Filmmaker, writer, and producer Shola Lynch will present a lecture on “History, Documentary Filmmaking, and Presidential Politics” on Monday, March 7, 2011, at 7:00 p.m. in the Thomas Dixon Lovely Ballroom of the Ruth S. Harley University Center, 1 South Avenue, Garden City, NY. Ms. Lynch’s directorial debut CHISHOLM ’72 – Unbought & Unbossed won the Peabody Award in 2006. This documentary is about Shirley Chisholm who was the first black woman elected to Congress in 1968. In 1972, Chisholm was the first black woman to run for president. Ms. Lynch will discuss this documentary and how filmmaking continues to be a useful medium in history and politics. This event, part of the University’s Black History Month celebrations, is sponsored by the James Baldwin Lecture Series, the Communications Department, and the African, Black and Caribbean Studies Program.
Shola Lynch learned the craft of documentary making while working with Ken Burns and Florentine Films on the Peabody Award-winning Frank Lloyd Wright. Ms. Lynch was also one of producers of the Emmy Award-winning HBO sports documentary Do You Believe in Miracles? The Story of the 1980 U.S. Hockey Team. At Orlando Bagwell’s ROJA Productions, she co-produced a documentary short about the 2000 Census and racial identity that aired on PBS in 2003 as part of the last hour of the four-part series on race in America, Matters of Race. Ms. Lynch has recently been developing and fundraising for her work-in-progress feature-length documentary Free Angela & All Political Prisoners about Angela Davis and the high stakes crime, political movement, and trial that catapulted her to international notoriety.

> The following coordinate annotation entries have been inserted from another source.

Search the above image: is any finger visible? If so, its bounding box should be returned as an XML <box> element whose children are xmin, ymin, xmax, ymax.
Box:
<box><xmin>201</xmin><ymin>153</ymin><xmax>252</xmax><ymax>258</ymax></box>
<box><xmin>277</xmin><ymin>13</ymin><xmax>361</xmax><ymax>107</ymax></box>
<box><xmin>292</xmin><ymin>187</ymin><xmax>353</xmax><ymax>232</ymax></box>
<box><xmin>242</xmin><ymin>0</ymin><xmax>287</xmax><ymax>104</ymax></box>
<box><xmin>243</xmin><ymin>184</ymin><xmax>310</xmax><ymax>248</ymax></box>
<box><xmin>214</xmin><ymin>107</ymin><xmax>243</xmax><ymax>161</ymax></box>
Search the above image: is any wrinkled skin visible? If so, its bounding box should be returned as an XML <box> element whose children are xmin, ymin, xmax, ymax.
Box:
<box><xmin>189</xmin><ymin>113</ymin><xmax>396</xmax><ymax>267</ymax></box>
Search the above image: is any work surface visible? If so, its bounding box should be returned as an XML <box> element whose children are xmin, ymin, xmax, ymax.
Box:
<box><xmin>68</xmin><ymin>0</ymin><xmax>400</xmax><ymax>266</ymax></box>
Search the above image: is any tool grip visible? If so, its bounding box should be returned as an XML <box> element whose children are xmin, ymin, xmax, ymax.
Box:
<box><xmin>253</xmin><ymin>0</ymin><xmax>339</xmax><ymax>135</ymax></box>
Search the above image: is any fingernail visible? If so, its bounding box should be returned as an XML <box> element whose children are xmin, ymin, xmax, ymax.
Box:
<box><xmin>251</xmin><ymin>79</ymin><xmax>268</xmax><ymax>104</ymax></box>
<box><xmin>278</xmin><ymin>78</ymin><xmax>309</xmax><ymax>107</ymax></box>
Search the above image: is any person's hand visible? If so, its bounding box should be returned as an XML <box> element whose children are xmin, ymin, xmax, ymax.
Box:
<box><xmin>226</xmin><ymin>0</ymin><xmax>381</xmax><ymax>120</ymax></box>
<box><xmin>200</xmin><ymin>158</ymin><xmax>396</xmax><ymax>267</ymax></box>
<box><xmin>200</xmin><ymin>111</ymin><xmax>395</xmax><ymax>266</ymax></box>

Shola Lynch has also produced pieces for BET and TV One, as well as written, produced, and reported pieces in a short series on incarceration in America for CNN’s Anderson Cooper 360˚. While pursuing a bachelor’s degree at the University of Texas, she became a nationally ranked track athlete in the 800m and 1500m. Her most important life lesson derives from her 15 year national and international athletic career as she states that, “The lesson is not one of being a champion but the payoff of perseverance in the pursuit of a goal.” Lynch also has a master’s degree in American History from the University of California, Riverside that culminated in a thesis and an exhibition at the California Museum of Photography titled “How Far Have We Come? Past and Present Images of African Americans.”